Thank you for the question.
We went to the Senate human rights committee and we had the discussion about the problem that I had raised before, that we had difficulty with estimating the actual numbers. We went before the committee and we gave our results in our estimates, which were that we felt, based on our system that I talked about in the opening statement, our inflow of visible minorities in the public service is significantly higher than we had been estimating before. And it is due to how the numbers are collected.
We ended up reporting for 2007-08 that the inflow, or the proportion coming into the public service of all the jobs that are advertised.... So there's a serious limit on this, as it's all the jobs that are advertised. For 2007-08, 17% of the hires through the advertised jobs were members of visible minority groups. The old way of estimating that would have been 9.5%. We have concluded, on that basis, that there has been a serious underestimation of the inflow.
There are a number of issues that become associated with that.
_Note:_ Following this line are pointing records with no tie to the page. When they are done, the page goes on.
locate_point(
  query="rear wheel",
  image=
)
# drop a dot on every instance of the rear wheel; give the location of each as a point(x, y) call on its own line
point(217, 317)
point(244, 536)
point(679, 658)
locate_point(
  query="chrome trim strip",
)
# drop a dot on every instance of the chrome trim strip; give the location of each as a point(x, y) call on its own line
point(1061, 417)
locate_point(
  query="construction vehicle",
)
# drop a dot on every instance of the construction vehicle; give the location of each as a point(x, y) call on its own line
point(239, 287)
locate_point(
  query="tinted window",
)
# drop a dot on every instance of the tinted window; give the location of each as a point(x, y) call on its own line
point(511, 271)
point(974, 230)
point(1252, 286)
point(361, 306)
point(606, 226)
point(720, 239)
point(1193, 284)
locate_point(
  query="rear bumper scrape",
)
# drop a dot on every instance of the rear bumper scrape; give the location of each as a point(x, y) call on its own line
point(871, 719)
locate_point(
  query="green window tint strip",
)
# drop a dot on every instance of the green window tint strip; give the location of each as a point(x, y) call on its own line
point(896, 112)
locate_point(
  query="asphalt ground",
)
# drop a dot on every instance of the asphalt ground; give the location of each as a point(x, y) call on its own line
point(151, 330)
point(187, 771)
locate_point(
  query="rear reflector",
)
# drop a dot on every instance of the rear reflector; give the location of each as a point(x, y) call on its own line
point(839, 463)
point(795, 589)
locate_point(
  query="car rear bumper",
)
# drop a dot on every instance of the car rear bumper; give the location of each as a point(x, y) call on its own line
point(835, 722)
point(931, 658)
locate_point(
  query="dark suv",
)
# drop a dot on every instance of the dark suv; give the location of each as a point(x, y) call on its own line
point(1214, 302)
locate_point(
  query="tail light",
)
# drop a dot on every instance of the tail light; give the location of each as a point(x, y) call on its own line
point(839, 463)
The obvious question is, how many people do you have in the public service today? I can tell you about inflow, the number coming in in the last two years, but I can't tell you about the flow for the last ten years to give you an estimate of what there is today. We have to continue to work at that number to try to get a better number.
I can't give you a number for the ones that have come in through unadvertised processes, but 28% of the new hires are through unadvertised processes. So I have a partial number. That partial number gives me good news.
The controversy that you've seen in the media is that there is discomfort with this number. I feel very confident the number is a good number for the limits I have just put around it.
Now, the question is, how do you measure visible minorities? There's a lot of debate around this one. We have settled on how people declare themselves. There are two processes in government that give us these two different numbers, and I talked about this the last time. The number that I am using is what people fill in on an application form. We now have an automated system. Anybody who applies to one of these posted jobs goes through the screens to fill in on this system. One of the things that we call a “forced field”, in that you must answer it to go on and submit your application, is this question: Are you a member of a visible minority group? You say yes or no. You can say no and you go onto the next one. If you say yes, it takes you to what kind of group you're a member of.
Those are the numbers we have used. The other number that is being used is a questionnaire that people are given in government, and it is much more voluntary. It gives me a lower number. We are starting some work to determine exactly how rigorous this process is. I am assuming that if somebody identifies in their application, they would identify when they're at work. But again, that's a question.
One of the things we have seen when we've done our analysis is that for some departments the numbers are very close. So what is on the application form and what people do on that survey that's done in government are very close. The Department of Justice is one that's very close; the two numbers are close to one another. For my own organization, they're not. I could start in our own organization and figure out why there's such a difference.